Meeuwen, Nederland kent er velen, vele soorten en grote aantallen. Een van de voordelen van het aan de Noordzeekust liggen. Daarbij geholpen door de grote steden die veel eetbaar afval produceren. Voor ons als kleine kinderen in Amsterdam Nieuw-West, 60 jaar geleden toen was het inderdaad nog nieuw, was het een spektakel stukjes brood omhoog te gooien vanaf ons balkon. Dat was vanuit onze portiekwoning, 3-hoog in de Theodorus Dobbestraat. Meeuwen kwamen de stukjes brood in duikvlucht uit de lucht plukken. Waar ze vandaan kwamen was altijd een verrassing, in minder dan geen tijd was het een komen en gaan van zeemeeuwen. Zeemeeuwen, een niet bestaande soort- of familienaam. Voor ons herkenbaar genoeg, er waren grote en kleine en verder leken ze heel erg op elkaar, veel wit en veel gekrijs. Ze konden ook zeer venijnig zijn naar elkaar, afpikken was de sport. En vliegen dat ze konden, ware acrobaten. Pas veel en veel later begon ik me serieuzer te verdiepen in de onderlinge verschillen. Ik was altijd meer een genieter dan een echte vogelaar. Als puntje bij paaltje komt ben ik dat nog altijd. Ik sluit mij helemaal aan bij Ruben Smit, in zijn voorwoord voor De Nederlandse Meeuwengids: ‘Ik ben geen groot vogelaar en zal dat ook nooit worden….’
De Nederlandse Meeuwengids van Ruurd-Jelle van der Leij en Merijn Loeve, staat nu ook bij mij in de boekenkast.

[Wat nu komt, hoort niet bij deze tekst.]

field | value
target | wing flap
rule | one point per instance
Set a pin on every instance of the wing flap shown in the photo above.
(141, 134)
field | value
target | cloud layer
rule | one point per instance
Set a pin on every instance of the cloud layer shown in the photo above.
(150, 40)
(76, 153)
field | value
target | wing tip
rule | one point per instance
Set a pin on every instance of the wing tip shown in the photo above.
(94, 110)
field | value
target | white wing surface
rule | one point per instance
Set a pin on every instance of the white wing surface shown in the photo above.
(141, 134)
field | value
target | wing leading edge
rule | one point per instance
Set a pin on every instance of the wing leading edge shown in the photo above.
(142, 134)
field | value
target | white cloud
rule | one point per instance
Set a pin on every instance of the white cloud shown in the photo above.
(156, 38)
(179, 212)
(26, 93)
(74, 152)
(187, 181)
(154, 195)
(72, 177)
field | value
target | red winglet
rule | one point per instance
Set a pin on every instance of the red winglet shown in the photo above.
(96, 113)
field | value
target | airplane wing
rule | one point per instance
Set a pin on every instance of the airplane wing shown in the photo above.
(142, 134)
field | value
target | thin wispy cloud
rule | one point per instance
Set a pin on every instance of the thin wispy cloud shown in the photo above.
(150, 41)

Vorig jaar, 9 januari 2020 voordat de Corona-pandemie in volle hevigheid losbarstte, was Merijn in de Papaver om ons over meeuwen en zijn boek enthousiast te maken. Lees het verslag van Aleida van den Akker over deze leerzame maar ook fraaie lezing. Zijn meegenomen doos met boeken raakte uitverkocht. Ik ben ruim een jaar later pas gevallen voor deze verleiding. Soms heb je iemand nodig die je interesse wat aanwakkert. En dat geplande zaadje kan ook later ontkiemen. Over enthousiasmeren gesproken, ook de ons onlangs ontvallen nestor Bertus Laros was aanwezig op die lezing. Ik herinner me met veel plezier zijn wandel- en fietstochten door de Delftse Hout en de Delftse omgeving.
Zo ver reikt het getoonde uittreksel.